Sebagaimana telah kita singgung diatas, bahwa Kristus sendiri telah mengatakan bahwa: “Engkau adalah Petrus dan di atas batu karang ini Aku akan mendirikan jemaat-Ku dan alam maut tidak akan menguasainya” (Mat 16:18). Dari apa yang disampaikan oleh Tuhan Yesus Kristus ini yaitu alam maut tidak akan menguasainya”, itu jelas menunjuk pada artian bahwa selama Gereja itu ada dan ada di jagad ini, maka tantangan dan problematika yang dihadapi oleh Gereja itu selalu ada dan tidak pernah berhenti, namun tantangan dan problematika itu tidaklah pernah menjadikan Gereja itu hancur dan musnah sama sekali. Dan untuk lebih jelasnya tantangan apakah yang dihadapi oleh Gereja Perdana itu ?

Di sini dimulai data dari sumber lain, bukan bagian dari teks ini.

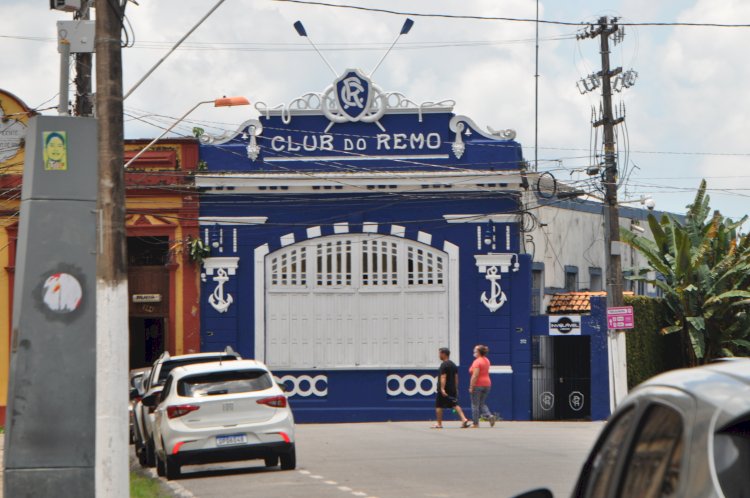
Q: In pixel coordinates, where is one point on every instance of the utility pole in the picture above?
(84, 105)
(616, 340)
(111, 268)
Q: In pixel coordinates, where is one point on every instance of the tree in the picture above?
(703, 266)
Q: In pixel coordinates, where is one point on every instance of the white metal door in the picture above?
(356, 300)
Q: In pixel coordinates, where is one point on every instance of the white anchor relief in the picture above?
(218, 299)
(497, 296)
(220, 268)
(493, 265)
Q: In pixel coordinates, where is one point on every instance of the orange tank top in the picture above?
(483, 365)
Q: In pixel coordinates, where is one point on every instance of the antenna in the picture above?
(301, 31)
(404, 30)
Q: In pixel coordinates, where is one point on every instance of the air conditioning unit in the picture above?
(65, 5)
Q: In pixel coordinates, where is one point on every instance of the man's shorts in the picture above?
(446, 401)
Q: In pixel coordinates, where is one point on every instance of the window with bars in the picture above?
(289, 269)
(334, 263)
(358, 262)
(379, 263)
(424, 267)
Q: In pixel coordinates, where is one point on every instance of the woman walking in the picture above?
(480, 385)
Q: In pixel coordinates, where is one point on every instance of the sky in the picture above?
(686, 116)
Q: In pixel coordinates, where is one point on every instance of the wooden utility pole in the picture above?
(84, 104)
(111, 269)
(611, 211)
(616, 342)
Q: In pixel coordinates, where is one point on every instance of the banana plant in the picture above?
(704, 267)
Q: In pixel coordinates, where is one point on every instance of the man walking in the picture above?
(447, 390)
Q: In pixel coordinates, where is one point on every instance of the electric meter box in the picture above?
(80, 35)
(65, 5)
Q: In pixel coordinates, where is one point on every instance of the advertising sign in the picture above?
(620, 318)
(565, 325)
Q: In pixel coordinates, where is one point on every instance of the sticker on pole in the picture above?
(620, 318)
(62, 293)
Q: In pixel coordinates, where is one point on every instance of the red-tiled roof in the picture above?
(574, 302)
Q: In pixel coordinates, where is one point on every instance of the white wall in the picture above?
(568, 237)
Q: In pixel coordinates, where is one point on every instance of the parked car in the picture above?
(136, 393)
(685, 433)
(219, 412)
(144, 445)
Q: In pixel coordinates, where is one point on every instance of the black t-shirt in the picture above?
(449, 369)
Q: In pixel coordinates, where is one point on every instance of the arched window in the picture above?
(356, 300)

A. Tantangan yang dihadapi Gereja pada abad
1 sampai dengan 4
Pada abad-abad awal dalam
Sejarah Gereja Perdana ini, banyak orang Kristen mengalami aniaya dan tidak
sedikit orang percaya yang terbunuh karena Imannya. Suatu misal pada tahun 64
Masehi ketika zaman pemerintahan kaisar Nero yang pada zaman itu pula St.
Petrus dan St. Paulus mati terbunuh, banyak orang Kristen yang dikejar-kejar
dan dianiaya. Sifat penganiayaan itu bersifat sporadis, suatu misal di
disebelah Timur Mesopotamia yaitu ketika berada dibawah kekaisaran Agung
Persia, banyak orang Kristen yang dianiaya karena cemburu pendeta-pendeta Agama
Zoroaster, yaitu agama resmi Persia terhadap orang percaya, sementara di Roma
sendiri Agama Krtisten dianggap sebagai “agama yang tak resmi” atau “Religio Illicita”,
serta orang-orang percaya dianggap sebagai :
Atheisme: karena mereka tak menyembah dewa kafir
Romawi-Yunani, sehingga mereka dianggap tak berdewa atau ber- Tuhan.
Kanibalisme: karena kebiasaan orang Kristen dalam setiap
pertemuan Ibadah selalu makan daging dan minum darah seorang bayi.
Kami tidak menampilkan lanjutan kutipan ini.